Here's what I did:
I wrote 2 different equations using NC as number of children and NA as number of adults.
the first thing the problem tells us is that adults + children is 700. So NC + NA = 700.
Next, it tells us that the number of children at $7 per child is (7)NC. And the number of adults times $10 per adult is 10(NA). The total amount of money collected from both 7NC + 10NC is equal to 6,400.
So: 7NC + 10NA= 6,400
(Note: it's helpful to ignore the dollar signs for now.)
Next, set the two equations so that they are like an addition problem. Now, all you need to do is get rid of one Unknown (the 2 unknowns are NC and NA), but to do that, you need to have both of the same unknowns equal and one of them negative so they will cancel each other out.
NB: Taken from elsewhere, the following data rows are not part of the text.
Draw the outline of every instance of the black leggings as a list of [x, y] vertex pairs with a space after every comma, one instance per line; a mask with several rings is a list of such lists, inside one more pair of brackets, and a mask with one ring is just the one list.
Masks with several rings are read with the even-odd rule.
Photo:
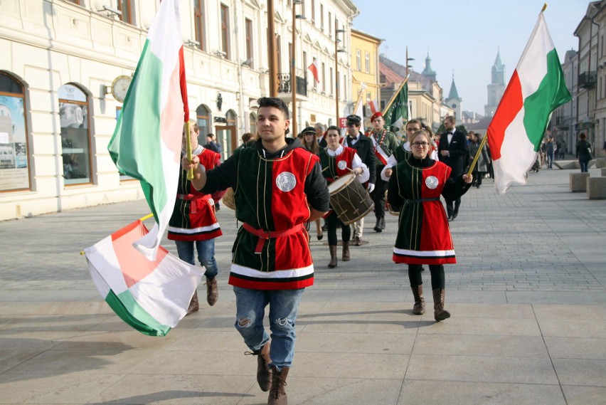
[[344, 225], [336, 214], [333, 211], [326, 217], [328, 226], [329, 245], [336, 246], [336, 227], [341, 226], [341, 238], [344, 242], [349, 242], [351, 238], [351, 228], [349, 225]]
[[[431, 272], [431, 289], [444, 288], [446, 285], [446, 280], [444, 277], [444, 266], [441, 264], [430, 264]], [[410, 280], [410, 287], [414, 288], [423, 283], [423, 278], [421, 275], [422, 265], [420, 264], [408, 265], [408, 280]]]

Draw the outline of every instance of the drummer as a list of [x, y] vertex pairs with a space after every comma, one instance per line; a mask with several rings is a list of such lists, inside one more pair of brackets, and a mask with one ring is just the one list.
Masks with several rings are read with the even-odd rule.
[[[320, 151], [320, 163], [322, 165], [322, 174], [330, 184], [337, 178], [354, 173], [357, 179], [363, 184], [368, 181], [370, 172], [368, 167], [362, 162], [355, 149], [344, 146], [339, 143], [340, 130], [335, 126], [329, 127], [326, 133], [326, 147]], [[330, 186], [329, 186], [330, 191]], [[326, 214], [326, 221], [328, 226], [329, 248], [330, 249], [330, 262], [329, 267], [336, 267], [336, 228], [341, 226], [341, 237], [343, 241], [343, 261], [349, 261], [349, 240], [351, 238], [351, 228], [344, 225], [334, 210]]]

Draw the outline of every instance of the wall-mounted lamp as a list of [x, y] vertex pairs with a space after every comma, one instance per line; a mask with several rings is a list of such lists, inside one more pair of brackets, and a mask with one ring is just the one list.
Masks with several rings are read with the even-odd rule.
[[97, 11], [99, 12], [99, 13], [102, 13], [103, 11], [107, 11], [107, 13], [110, 14], [110, 15], [107, 16], [108, 17], [110, 16], [113, 16], [113, 15], [120, 16], [122, 16], [122, 12], [120, 11], [119, 10], [117, 10], [117, 9], [113, 9], [112, 7], [108, 7], [107, 6], [103, 6], [102, 9], [101, 9], [100, 10], [97, 10]]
The easiest way to do this is to multiply both sides of the bottom equation by either -7 or -10. (You will get the right answer either way, you will just be solving for either NC or NA each time.)
And now, once you add, you're left with 3 NA= 1,500. divide the 1500 by the 3 and you're left with NA= 500
Finally, you can plug the 500 into your NC+NA=700 equation to get NC+500=700 which adds up to NC= 200.
So your two answers are:
200 Children and 500 adults :)
at 200($7)= $1,400 on children's tickets
at 500($10)= 5,000 on adult tickets